Ford will take a $US19.5 billion ($A29.3 billion) writedown and is killing several electric-vehicle models, in the most dramatic example yet of the auto industry’s retreat from battery-powered models in ‍response to the Trump administration’s policies and weakening EV demand.

The Dearborn, Michigan-based company said it will replace the fully electric F-150 Lightning with a new extended-range electric model that uses a gas-powered engine to recharge the battery.

The company is also scrapping a next-generation electric ​truck, codenamed the T3, as well as planned electric commercial vans.

An electric vehicle
US sales of electric vehicles fell about 40 per cent in November. (AP PHOTO)

“When the market really changed over the last couple of months, that was really the impetus for us to make the call,” Ford CEO Jim Farley told Reuters.

Ford said it will pivot hard ⁠into gas and hybrid models, and eventually hire thousands of workers, even though there will be some layoffs at a jointly owned Kentucky battery plant in the near term.

The company expects its global mix of hybrids, extended-range EVs and pure EVs to reach 50 per cent by 2030, from 17 per cent today.

The car company will spread out the writedown, taken primarily in the fourth quarter and continuing through next year and into 2027, the company said.

Ford's electric F-150 Lightning pickup truck
A Ford executive says the company will replace the fully electric F-150 Lightning. (AP PHOTO)

About $US8.5 billion is related to cancelling planned EV models. Around $US6 billion is tied to the dissolution of a battery joint venture with South Korea’s SK On, and $US5 billion on what Ford called “program-related expenses.”

The US automaker also raised its 2025 guidance for adjusted earnings before interest and taxes, to about $US7 billion, up from a previous range of $US6 billion to $US6.5 billion.

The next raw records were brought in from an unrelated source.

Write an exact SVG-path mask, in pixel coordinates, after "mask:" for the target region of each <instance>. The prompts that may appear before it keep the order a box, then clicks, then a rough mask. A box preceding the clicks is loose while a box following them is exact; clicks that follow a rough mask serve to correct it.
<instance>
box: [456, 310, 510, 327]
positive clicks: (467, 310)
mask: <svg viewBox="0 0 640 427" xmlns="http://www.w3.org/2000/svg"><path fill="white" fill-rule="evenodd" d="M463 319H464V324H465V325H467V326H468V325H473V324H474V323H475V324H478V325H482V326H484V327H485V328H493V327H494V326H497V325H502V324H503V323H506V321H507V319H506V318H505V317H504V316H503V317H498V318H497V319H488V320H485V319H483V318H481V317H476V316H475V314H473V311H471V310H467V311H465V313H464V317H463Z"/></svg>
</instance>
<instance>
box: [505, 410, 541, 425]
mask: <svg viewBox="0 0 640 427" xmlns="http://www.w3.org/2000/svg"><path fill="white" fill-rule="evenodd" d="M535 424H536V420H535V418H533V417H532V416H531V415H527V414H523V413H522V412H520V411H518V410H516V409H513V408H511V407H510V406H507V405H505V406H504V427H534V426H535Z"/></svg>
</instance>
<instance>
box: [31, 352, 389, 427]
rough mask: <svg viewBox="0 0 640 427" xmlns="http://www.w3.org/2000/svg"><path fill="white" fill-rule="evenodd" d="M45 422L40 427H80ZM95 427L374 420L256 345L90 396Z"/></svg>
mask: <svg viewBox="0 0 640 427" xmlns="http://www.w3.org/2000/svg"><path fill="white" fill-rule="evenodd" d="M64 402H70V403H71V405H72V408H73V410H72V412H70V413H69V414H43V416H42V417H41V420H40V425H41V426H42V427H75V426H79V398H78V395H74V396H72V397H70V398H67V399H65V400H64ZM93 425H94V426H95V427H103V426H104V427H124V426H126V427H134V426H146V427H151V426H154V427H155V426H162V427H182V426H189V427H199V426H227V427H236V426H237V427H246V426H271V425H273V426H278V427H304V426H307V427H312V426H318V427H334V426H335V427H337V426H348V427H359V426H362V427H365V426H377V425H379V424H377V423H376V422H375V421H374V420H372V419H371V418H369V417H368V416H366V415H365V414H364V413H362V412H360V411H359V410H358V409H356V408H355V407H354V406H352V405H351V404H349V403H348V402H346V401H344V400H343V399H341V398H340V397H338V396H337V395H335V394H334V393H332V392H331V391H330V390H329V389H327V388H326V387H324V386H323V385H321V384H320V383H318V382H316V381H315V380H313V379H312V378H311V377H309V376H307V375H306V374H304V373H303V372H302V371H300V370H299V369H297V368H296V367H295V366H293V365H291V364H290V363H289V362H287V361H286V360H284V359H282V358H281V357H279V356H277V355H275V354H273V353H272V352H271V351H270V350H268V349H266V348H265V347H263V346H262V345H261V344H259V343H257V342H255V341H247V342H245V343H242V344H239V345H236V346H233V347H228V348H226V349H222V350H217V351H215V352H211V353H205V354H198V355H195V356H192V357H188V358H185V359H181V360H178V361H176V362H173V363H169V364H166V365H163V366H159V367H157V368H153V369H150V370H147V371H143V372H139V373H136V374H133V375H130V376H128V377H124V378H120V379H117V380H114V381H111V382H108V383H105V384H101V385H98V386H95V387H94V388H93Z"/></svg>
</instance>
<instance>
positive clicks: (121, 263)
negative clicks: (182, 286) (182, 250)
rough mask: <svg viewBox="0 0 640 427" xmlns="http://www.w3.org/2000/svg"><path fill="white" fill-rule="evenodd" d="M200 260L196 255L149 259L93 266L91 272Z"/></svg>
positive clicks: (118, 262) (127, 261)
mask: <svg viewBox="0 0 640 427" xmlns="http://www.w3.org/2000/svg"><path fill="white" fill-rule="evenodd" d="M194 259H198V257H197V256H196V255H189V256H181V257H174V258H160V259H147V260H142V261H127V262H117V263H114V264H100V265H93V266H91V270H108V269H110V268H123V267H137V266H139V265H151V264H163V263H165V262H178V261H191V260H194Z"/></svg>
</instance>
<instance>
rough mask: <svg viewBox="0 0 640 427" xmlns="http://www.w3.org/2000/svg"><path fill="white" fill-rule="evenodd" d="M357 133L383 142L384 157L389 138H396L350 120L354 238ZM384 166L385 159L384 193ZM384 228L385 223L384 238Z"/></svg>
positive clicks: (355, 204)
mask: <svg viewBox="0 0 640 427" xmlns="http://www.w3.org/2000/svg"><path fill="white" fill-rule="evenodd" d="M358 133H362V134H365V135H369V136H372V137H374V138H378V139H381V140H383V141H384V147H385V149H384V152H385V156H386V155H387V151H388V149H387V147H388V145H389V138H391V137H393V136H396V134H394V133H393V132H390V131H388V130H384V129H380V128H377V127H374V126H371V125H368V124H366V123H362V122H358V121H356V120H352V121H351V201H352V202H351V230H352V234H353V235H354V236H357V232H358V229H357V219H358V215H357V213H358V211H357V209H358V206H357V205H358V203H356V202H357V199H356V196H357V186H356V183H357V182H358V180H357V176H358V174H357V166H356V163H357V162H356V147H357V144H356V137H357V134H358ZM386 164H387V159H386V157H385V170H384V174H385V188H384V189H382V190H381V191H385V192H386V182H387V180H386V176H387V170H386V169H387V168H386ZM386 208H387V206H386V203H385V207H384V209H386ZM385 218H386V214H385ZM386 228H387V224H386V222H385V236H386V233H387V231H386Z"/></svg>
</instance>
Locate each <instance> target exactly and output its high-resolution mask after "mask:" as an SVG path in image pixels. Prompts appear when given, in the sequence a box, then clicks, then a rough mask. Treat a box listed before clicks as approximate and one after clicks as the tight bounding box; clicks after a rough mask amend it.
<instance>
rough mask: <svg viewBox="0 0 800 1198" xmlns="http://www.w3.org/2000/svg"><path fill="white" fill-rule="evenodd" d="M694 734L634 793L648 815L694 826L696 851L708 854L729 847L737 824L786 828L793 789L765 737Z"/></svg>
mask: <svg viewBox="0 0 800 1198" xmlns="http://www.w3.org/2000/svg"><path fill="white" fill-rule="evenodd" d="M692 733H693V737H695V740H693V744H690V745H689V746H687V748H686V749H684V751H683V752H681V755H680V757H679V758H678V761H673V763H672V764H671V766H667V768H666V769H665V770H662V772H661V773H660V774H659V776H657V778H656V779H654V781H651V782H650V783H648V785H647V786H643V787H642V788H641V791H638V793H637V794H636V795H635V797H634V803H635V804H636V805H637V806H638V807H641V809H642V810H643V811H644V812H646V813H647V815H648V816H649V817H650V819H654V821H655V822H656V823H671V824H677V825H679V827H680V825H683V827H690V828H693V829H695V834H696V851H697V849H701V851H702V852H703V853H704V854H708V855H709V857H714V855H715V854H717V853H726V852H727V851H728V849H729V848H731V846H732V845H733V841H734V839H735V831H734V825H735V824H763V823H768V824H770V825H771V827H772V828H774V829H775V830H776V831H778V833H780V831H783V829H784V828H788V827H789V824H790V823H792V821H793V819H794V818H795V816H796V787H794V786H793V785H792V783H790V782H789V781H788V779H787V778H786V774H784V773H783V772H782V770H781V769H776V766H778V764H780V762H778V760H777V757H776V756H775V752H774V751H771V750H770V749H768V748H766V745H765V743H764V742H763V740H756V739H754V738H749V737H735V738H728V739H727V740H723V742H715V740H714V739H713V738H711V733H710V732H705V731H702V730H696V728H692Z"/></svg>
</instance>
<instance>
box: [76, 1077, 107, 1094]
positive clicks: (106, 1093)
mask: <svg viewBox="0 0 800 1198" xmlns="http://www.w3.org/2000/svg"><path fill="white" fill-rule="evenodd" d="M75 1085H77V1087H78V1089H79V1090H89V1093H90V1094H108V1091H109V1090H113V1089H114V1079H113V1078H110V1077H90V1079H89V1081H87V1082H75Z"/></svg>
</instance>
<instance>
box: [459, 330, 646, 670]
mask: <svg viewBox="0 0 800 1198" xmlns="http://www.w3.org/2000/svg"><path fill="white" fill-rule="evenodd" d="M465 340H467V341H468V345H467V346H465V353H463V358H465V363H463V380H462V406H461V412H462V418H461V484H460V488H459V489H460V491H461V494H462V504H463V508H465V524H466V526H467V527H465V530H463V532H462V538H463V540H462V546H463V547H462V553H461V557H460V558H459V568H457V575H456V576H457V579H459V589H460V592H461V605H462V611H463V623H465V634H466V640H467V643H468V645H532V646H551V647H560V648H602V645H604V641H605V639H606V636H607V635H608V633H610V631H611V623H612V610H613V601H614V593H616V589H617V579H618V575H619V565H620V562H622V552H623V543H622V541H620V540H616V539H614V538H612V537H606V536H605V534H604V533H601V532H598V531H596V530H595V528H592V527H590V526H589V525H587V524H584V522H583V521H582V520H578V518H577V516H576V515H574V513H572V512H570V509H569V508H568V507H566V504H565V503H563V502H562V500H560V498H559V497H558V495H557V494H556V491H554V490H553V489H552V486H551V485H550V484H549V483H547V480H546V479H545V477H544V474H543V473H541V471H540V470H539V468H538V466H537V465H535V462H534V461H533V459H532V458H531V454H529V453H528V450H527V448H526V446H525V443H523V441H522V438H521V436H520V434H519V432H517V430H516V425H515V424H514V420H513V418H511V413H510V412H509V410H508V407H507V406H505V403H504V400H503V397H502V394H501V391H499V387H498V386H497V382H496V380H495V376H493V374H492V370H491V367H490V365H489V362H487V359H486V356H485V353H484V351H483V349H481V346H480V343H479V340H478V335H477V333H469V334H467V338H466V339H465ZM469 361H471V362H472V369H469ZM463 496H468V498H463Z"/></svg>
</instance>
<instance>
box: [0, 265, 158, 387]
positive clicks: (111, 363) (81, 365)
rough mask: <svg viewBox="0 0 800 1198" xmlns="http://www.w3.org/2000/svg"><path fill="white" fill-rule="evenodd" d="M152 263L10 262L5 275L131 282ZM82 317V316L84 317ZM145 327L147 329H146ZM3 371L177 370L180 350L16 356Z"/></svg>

Ford’s shift reflects the auto industry’s response to waning demand for battery-powered models, after car companies ploughed hundreds of billions of dollars into EV investments early this decade. 

The outlook for electrics dimmed significantly this ‍year as US President Donald Trump’s policies yanked federal support for EVs and eased tailpipe-emissions rules, which could encourage carmakers to sell more gas-powered cars.

US sales of electric vehicles fell about 40 per cent in November, following the September 30 expiration of a $US7,500 consumer tax credit, which had been in place for more than 15 years to stoke demand.

The Trump administration also included in the massive tax and spending bill that passed in July a freeze on fines that automakers pay for violating fuel-economy regulations.

For its future EV line-up, the company is shifting focus ​to more affordable EV models, conceived by a so-called skunkworks team in California.

Ford plans to price the first model from that team at about $US30,000 and begin sales in 2027.

“Rather than ‍spending billions more on large EVs that now have no path to profitability, we are allocating that money into higher-returning areas,” said Andrew Frick, head of Ford’s gas and electric-vehicle operations.

Earlier this year, Ford said it expected to lose roughly $US5 billion on its EV business this year, about the same as it lost in 2024.